Americans believe vastly different versions of what happened in Washington a year ago, when a group of Trump supporters breached the U.S. Capitol on January 6 and disrupted the certification of President Joe Biden’s election victory by Congress.

At a “March to Save America” that day, Trump called on Vice President Mike Pence, who oversaw the certification, to overturn the election results, and the former president told attendees to walk to the Capitol. Some 1,200 people broke into the Capitol building early that afternoon, preventing Congress from voting until after midnight; a majority of Republican members of the House of Representatives voted against certifying Biden’s win.

Despite frequent media coverage during the past year, almost 40 percent of American voters surveyed in mid-December do not know which candidate the rioters supported. About 14 percent identified them as being Trump opponents, and 24 percent admitted they didn’t know whose side the mob was on at all. Even within the Republican Party, there’s no consensus about what took place. About 45 percent of Republicans said that the rioters were a threat to democracy, while 52 percent said those involved were protecting democracy, according to a poll taken at the end of December. What was the attack on the U.S. Capitol actually about?

Seth Masket is a professor of political science and the director of the Center on American Politics at the University of Denver. In Masket’s view, the vast majority of Republicans and Democrats—from party leaders to voters—initially condemned the violence of January 6, but the Republican Party has increasingly moved since then to excuse or even condone the rioters.

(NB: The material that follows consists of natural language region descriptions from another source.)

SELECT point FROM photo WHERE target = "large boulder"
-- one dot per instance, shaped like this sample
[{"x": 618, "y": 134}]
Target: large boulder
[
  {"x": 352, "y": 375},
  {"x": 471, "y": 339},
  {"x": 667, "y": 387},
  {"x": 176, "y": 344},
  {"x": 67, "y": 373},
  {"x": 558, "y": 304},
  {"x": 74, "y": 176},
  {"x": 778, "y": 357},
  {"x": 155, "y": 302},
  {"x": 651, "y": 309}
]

Republicans’ interpretation of the attack on the Capitol reveals the enduring threat from that day, Masket says: If the party refuses to accept an election when they lose, then American democracy is in danger. As Masket sees it, the root cause of the attack and the party’s focus on elections is Trump’s claim that he won the 2020 presidential election. Acceptance of this lie is now the litmus test for all prospective Republican candidates, and it explains the moves in Republican-controlled states to impose new voting restrictions and enable state officials to challenge or even reject election results. The failure among political elites to agree on whether elections are legitimate has often preceded the breakdown of democracy in other countries.


Michael Bluhm: How should we understand what happened on January 6?

Seth Masket: It’s a good question. There is a lot of disagreement over what January 6 was and how we should be thinking about it.

It’s important to think about it as an unsuccessful coup attempt. This was a coup attempt in which a sitting leader attempts to subvert democracy to remain in power indefinitely. That has happened in other countries—in Latin America and some Eastern European countries—and it happened here.